1. 生産管理の ツール
「管理」 の目的は、
工場の情報体系 (情報 システム) を整備・運用して、製造を合理的におこなえるようにすることにある。
生産管理では以下のような様々な ツール が用いられているが、本稿では、MRP を概説する。(注 1)
(1) MRP
(2) コンピュータ・ネットワーク
(3) データベース 管理 システム
(4) エキスパート・システム
(5) シミュレーション・ツール
2. 生産原理
生産原理は以下のように変化してきた。
(1) [ 1970年代 ] 大量生産・大量消費 [ プロダクトアウト・マーケットイン ](注 2)

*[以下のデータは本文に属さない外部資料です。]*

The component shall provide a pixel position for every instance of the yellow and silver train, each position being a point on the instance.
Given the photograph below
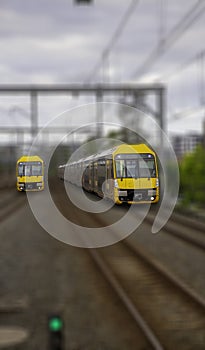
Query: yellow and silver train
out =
(30, 173)
(125, 173)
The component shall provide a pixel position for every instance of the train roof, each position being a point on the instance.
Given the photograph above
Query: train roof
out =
(29, 159)
(123, 148)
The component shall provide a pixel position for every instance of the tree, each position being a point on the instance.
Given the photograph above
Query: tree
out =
(192, 173)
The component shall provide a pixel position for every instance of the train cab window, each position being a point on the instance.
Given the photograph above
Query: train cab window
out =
(147, 168)
(36, 170)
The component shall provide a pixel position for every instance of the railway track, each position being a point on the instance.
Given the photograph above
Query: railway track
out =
(10, 202)
(183, 228)
(164, 308)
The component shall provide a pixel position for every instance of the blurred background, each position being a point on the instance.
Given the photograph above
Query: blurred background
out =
(58, 55)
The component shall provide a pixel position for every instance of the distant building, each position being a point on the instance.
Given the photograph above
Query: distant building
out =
(183, 144)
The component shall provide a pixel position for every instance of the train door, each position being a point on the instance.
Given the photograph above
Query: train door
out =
(109, 179)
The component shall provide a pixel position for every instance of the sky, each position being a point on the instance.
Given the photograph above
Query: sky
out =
(58, 41)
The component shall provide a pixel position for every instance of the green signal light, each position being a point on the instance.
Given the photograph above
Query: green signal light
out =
(55, 324)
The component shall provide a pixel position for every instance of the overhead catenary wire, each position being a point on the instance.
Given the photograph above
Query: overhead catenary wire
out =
(117, 33)
(189, 19)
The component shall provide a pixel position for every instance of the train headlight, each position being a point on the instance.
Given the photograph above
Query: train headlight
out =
(116, 183)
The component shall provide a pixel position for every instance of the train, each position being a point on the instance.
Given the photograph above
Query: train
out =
(124, 174)
(30, 173)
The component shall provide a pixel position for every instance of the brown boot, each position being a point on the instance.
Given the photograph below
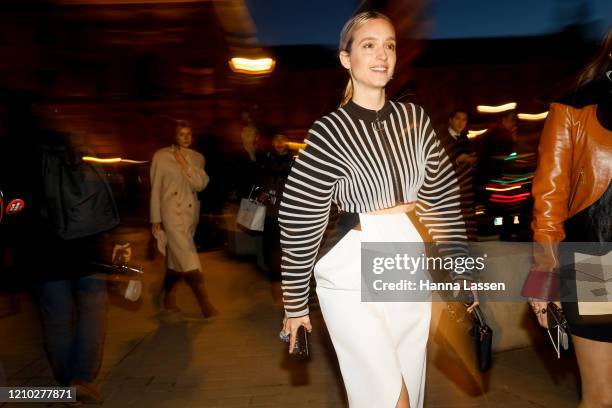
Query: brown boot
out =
(195, 280)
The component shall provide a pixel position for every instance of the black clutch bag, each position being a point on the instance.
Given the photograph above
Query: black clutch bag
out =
(483, 339)
(557, 328)
(470, 337)
(300, 350)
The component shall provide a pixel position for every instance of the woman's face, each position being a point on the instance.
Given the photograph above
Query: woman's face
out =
(372, 57)
(184, 137)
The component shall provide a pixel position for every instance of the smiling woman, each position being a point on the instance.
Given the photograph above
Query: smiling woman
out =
(376, 160)
(371, 60)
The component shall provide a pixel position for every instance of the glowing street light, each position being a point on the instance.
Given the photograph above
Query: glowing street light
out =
(533, 116)
(252, 66)
(496, 109)
(474, 133)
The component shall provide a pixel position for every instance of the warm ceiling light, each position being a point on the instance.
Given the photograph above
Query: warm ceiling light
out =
(473, 133)
(496, 109)
(533, 116)
(111, 160)
(252, 66)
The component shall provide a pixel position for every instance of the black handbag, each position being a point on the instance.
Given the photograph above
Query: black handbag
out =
(469, 335)
(483, 339)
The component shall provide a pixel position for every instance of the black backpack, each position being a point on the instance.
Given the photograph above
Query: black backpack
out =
(78, 199)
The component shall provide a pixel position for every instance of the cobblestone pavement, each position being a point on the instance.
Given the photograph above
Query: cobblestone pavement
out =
(153, 359)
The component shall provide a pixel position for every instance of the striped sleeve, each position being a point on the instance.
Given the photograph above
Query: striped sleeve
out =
(303, 216)
(439, 201)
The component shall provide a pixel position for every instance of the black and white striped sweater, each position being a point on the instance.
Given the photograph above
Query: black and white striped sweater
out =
(364, 160)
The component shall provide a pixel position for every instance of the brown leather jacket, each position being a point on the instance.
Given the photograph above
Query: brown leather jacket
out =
(574, 170)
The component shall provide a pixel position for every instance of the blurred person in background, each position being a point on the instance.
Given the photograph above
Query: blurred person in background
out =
(497, 141)
(572, 190)
(363, 158)
(276, 168)
(177, 175)
(59, 251)
(457, 146)
(249, 160)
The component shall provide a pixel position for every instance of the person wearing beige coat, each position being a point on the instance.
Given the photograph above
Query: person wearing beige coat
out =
(177, 175)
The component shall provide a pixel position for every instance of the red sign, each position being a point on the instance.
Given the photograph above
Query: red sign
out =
(14, 206)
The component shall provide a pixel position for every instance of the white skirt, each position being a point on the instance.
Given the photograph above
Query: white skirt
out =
(377, 344)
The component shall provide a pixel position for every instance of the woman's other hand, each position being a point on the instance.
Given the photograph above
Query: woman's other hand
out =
(180, 157)
(291, 326)
(539, 307)
(156, 227)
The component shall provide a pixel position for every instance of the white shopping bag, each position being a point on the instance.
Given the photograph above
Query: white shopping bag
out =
(251, 215)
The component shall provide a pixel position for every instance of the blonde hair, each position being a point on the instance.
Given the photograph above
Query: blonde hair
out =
(346, 42)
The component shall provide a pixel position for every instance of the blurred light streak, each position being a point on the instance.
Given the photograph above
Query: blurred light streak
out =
(296, 145)
(111, 160)
(510, 197)
(533, 116)
(496, 109)
(252, 66)
(488, 188)
(515, 180)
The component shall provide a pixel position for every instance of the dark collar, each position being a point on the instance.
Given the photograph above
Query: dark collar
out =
(368, 115)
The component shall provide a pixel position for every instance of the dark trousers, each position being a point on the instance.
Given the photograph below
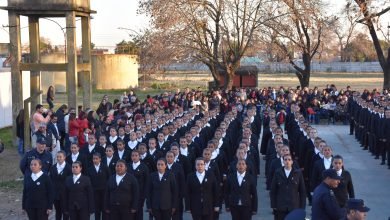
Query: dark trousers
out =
(58, 205)
(202, 217)
(241, 212)
(178, 215)
(162, 214)
(99, 202)
(37, 214)
(140, 211)
(280, 215)
(81, 214)
(121, 213)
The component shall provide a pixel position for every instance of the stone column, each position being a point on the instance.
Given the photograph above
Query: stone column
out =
(71, 78)
(86, 57)
(35, 76)
(16, 74)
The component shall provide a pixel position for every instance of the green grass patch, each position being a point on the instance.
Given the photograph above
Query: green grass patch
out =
(6, 137)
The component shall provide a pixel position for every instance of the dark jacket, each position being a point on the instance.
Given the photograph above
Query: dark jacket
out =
(45, 157)
(162, 194)
(38, 193)
(126, 194)
(246, 193)
(79, 195)
(344, 190)
(202, 197)
(58, 180)
(288, 193)
(324, 204)
(99, 179)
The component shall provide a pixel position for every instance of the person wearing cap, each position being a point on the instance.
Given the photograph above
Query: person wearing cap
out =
(356, 210)
(38, 117)
(44, 133)
(324, 203)
(37, 153)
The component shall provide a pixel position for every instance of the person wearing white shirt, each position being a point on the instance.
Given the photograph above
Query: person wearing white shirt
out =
(80, 199)
(241, 193)
(287, 181)
(38, 193)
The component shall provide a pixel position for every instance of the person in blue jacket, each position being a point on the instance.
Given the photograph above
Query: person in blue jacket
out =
(324, 203)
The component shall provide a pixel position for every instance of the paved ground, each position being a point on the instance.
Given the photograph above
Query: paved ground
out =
(371, 180)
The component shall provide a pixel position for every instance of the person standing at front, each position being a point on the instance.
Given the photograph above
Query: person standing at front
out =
(241, 193)
(38, 192)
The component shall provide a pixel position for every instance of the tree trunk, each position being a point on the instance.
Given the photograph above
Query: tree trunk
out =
(304, 78)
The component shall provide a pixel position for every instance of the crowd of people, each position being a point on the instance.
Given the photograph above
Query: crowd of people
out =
(192, 151)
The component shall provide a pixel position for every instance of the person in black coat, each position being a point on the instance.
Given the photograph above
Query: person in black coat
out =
(75, 155)
(162, 192)
(141, 173)
(344, 190)
(287, 189)
(99, 174)
(79, 194)
(109, 160)
(178, 171)
(241, 194)
(121, 153)
(122, 194)
(38, 194)
(202, 192)
(58, 174)
(89, 150)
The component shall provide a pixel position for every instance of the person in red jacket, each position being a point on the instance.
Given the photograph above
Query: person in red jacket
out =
(83, 124)
(73, 128)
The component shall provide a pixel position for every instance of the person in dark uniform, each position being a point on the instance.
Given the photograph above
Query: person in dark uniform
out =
(345, 189)
(177, 170)
(356, 210)
(75, 155)
(202, 192)
(122, 194)
(58, 174)
(99, 174)
(324, 204)
(162, 192)
(37, 153)
(79, 194)
(38, 192)
(241, 194)
(109, 160)
(287, 189)
(141, 173)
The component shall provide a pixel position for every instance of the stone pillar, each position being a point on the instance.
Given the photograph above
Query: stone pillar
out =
(35, 77)
(86, 57)
(16, 74)
(71, 78)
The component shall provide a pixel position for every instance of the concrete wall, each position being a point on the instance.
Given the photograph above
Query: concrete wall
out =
(6, 95)
(56, 79)
(114, 71)
(49, 4)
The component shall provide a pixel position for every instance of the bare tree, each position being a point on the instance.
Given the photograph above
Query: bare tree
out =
(302, 28)
(344, 28)
(371, 12)
(217, 33)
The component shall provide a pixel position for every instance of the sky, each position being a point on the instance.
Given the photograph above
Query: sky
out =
(105, 33)
(104, 25)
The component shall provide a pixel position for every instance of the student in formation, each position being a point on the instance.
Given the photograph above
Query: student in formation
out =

(2) [ 1990年代 ] 多様化・短納期化 [ マーケットアウト・プロダクトイン ]
3. 「生産・在庫」 管理の歴史
(1) MRP の アルゴリズム は 1970 年代に完成している。
「閉鎖 システム (closed loop)」 として生産管理 (MRP) の体系は完成していた。
(2) 1980年代以後、最新の コンピュータ 技術を導入して、生産管理は統合化される傾向が強くなった。
- データベース 管理 システム の導入 (1980年代)── RDB が導入された。
- LAN の導入 (1990年代)── CIM が導入された。(注 3)
(3) 1990年代半ば以後、「ネットワーク 組織」 のなかで、多段階在庫が論点になった。(注 4)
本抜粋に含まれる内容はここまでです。